Генерал-фельдмаршал Кюхлер, как старший по званию в группе, указывал на недопустимость «какой-либо критики германского командования» и поставил задачу «соорудить памятник германским войскам».
Глава XX
Тевтонский рыцарь
У входа в бар во Дворце правосудия Ребров увидел Пегги, мило беседующую с помощником одного из немецких адвокатов. Этот молодой «ариец» с явно военной выправкой давно уже привлекал внимание Реброва, уж слишком он не походил на всю остальную адвокатскую братию.
– Хеллоу, Денис, – весело помахала ему Пегги. – Встретимся через пять минут. Есть новости!
«Ариец» в сторону Реброва намеренно не повернулся, что-то этим демонстрируя.
– Ну и что вам поведал этот тевтонский рыцарь? – поинтересовался Ребров, когда Пегги уселась напротив.
– Ого! Уж не звуки ревности слышу я в вашем голосе? – подняла безупречно прорисованные брови Пегги. – Наконец-то!.. Но почему вы решили, что он, этот молодой немецкий юрист, тевтонский рыцарь?
– Ну, судя по выправке, до того, как стать адвокатом, сей красавец прошел хорошую строевую подготовку. И, наверняка, боевую тоже.
– Вы наблюдательны. А он действительно хорош… – хищно потянулась Пегги. – Но, чтобы вы знали, я встречалась с ним только как журналистка. Интересовалась, как он воспринимает слова французского обвинителя, что германский народ надо перевоспитывать? Нет, не просто перевоспитывать, а сделать его другим.
– И что он ответил?
– Сказал, что перевоспитанием германского народа уже занимался господин Гитлер. И что немцы, узнав всю правду о Гитлере, сами способны решить, какими им быть. Сказал, что от таких заявлений попахивает желанием объявить немцев порочным народом, привить им на долгие годы комплекс вины и воспользоваться этим для собственной выгоды.
– Грамотно излагает.
– Да, неплохо. Но вы мне нужны вовсе не для того, чтобы обсуждать судьбу германского народа.

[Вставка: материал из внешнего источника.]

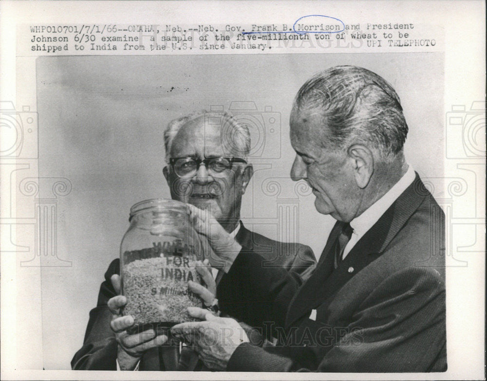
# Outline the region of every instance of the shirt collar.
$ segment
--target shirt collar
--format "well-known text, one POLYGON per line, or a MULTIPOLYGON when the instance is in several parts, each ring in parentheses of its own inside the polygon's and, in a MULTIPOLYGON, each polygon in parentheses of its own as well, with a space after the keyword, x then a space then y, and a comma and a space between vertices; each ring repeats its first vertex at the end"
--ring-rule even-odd
POLYGON ((408 170, 387 192, 369 207, 362 214, 350 221, 354 234, 361 237, 374 226, 380 217, 414 180, 416 175, 411 165, 408 170))

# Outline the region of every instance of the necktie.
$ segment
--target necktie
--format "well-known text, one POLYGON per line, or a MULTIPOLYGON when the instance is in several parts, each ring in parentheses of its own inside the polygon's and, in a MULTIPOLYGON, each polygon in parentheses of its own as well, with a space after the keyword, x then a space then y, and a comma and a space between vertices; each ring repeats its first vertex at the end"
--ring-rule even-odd
POLYGON ((337 268, 341 262, 343 256, 343 251, 348 241, 350 241, 354 229, 348 222, 344 224, 341 231, 338 235, 338 239, 335 244, 335 268, 337 268))

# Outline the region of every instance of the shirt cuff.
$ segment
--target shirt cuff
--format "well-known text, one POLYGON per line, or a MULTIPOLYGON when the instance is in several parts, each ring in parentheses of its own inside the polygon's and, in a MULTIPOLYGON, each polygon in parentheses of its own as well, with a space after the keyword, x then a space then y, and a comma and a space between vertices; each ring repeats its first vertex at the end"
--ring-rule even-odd
POLYGON ((266 352, 249 342, 241 344, 226 365, 228 372, 289 372, 289 359, 266 352))
MULTIPOLYGON (((116 361, 117 361, 117 370, 120 370, 120 364, 118 363, 118 359, 117 359, 116 361)), ((140 364, 140 360, 139 360, 138 361, 137 361, 137 365, 135 365, 135 367, 133 369, 132 369, 132 371, 133 371, 133 370, 139 370, 139 365, 140 364)))

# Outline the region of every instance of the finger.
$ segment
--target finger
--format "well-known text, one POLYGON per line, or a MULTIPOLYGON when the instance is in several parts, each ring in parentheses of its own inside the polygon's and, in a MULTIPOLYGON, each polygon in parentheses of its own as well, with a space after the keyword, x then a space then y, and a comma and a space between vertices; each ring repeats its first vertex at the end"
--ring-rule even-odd
POLYGON ((127 298, 123 295, 117 295, 108 300, 107 305, 114 316, 120 315, 120 309, 127 304, 127 298))
POLYGON ((110 326, 115 332, 121 332, 133 325, 133 318, 130 315, 122 316, 113 319, 110 322, 110 326))
POLYGON ((204 308, 200 308, 199 307, 188 307, 187 312, 193 318, 201 319, 202 320, 208 320, 209 319, 206 319, 207 315, 213 316, 208 310, 205 309, 204 308))
POLYGON ((182 336, 191 332, 196 333, 198 332, 198 330, 201 327, 203 326, 203 324, 202 324, 203 322, 204 322, 188 321, 186 323, 180 323, 171 328, 171 333, 175 336, 182 336))
POLYGON ((148 329, 139 333, 128 335, 121 338, 120 341, 122 345, 126 348, 133 348, 152 340, 155 337, 155 332, 154 330, 148 329))
POLYGON ((168 341, 168 337, 165 335, 160 335, 154 339, 147 342, 141 344, 133 348, 127 348, 131 352, 141 355, 151 348, 160 346, 165 344, 168 341))
POLYGON ((120 293, 120 289, 122 288, 122 278, 118 274, 114 274, 110 278, 112 281, 112 285, 113 286, 115 292, 117 294, 120 293))
POLYGON ((211 305, 215 299, 215 296, 212 293, 201 284, 193 282, 192 281, 188 281, 187 286, 191 291, 197 294, 200 298, 203 300, 205 305, 211 305))
MULTIPOLYGON (((206 259, 205 261, 207 261, 208 264, 209 263, 209 261, 207 259, 206 259)), ((208 288, 210 287, 213 287, 213 285, 215 284, 215 280, 213 279, 211 271, 209 269, 210 267, 209 264, 208 265, 204 264, 199 261, 196 262, 195 267, 196 269, 196 271, 201 276, 201 278, 203 279, 203 281, 205 282, 205 284, 206 285, 206 286, 208 288)))

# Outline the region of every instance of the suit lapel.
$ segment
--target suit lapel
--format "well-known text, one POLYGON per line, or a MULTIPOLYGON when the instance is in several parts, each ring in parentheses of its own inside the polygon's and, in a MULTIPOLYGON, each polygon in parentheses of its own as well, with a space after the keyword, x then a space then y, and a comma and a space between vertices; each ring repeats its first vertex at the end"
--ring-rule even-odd
POLYGON ((286 325, 300 318, 306 313, 308 306, 313 304, 317 288, 320 288, 323 280, 327 279, 333 270, 334 261, 332 247, 337 240, 338 235, 343 226, 343 222, 337 221, 328 236, 325 248, 323 249, 319 261, 308 281, 299 289, 293 298, 286 317, 286 325))
POLYGON ((343 224, 337 222, 330 233, 316 269, 290 305, 286 326, 333 295, 362 269, 379 258, 429 194, 416 173, 414 181, 359 240, 338 267, 332 271, 334 259, 331 249, 343 224))
POLYGON ((240 229, 235 236, 235 241, 242 245, 244 250, 251 250, 254 248, 252 232, 244 226, 242 221, 240 221, 240 229))

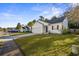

– А для чего же? – состроил непонимающую физиономию Ребров.
– Сенсация, Денис, мне нужна сенсация! Не могу же все время писать только о том, как полковник Эндрюс ужесточает режим содержания подсудимых!.. Этак мои читатели начнут сочувствовать несчастным стариканам, что ютятся на скамье подсудимых и содержатся в самых суровых условиях!.. Неужели ваш генералиссимус, этот ваш дядя Джо, не заготовил какой-то хорошей бомбы?
«Эта чертовка что-то пронюхала, – подумал Ребров. – Ее американские информаторы на что-то ей намекнули…»
– И учтите, если вы мне откажете, то мне придется придумывать сенсацию самой! – задорно выставила вперед подбородок Пегги.
– Представляю себе! – засмеялся Ребров. – Не гоните коней, Пегги. Уверяю вас, когда наши обвинители начнут излагать реальные факты, то все выдумки рядом с ними поблекнут.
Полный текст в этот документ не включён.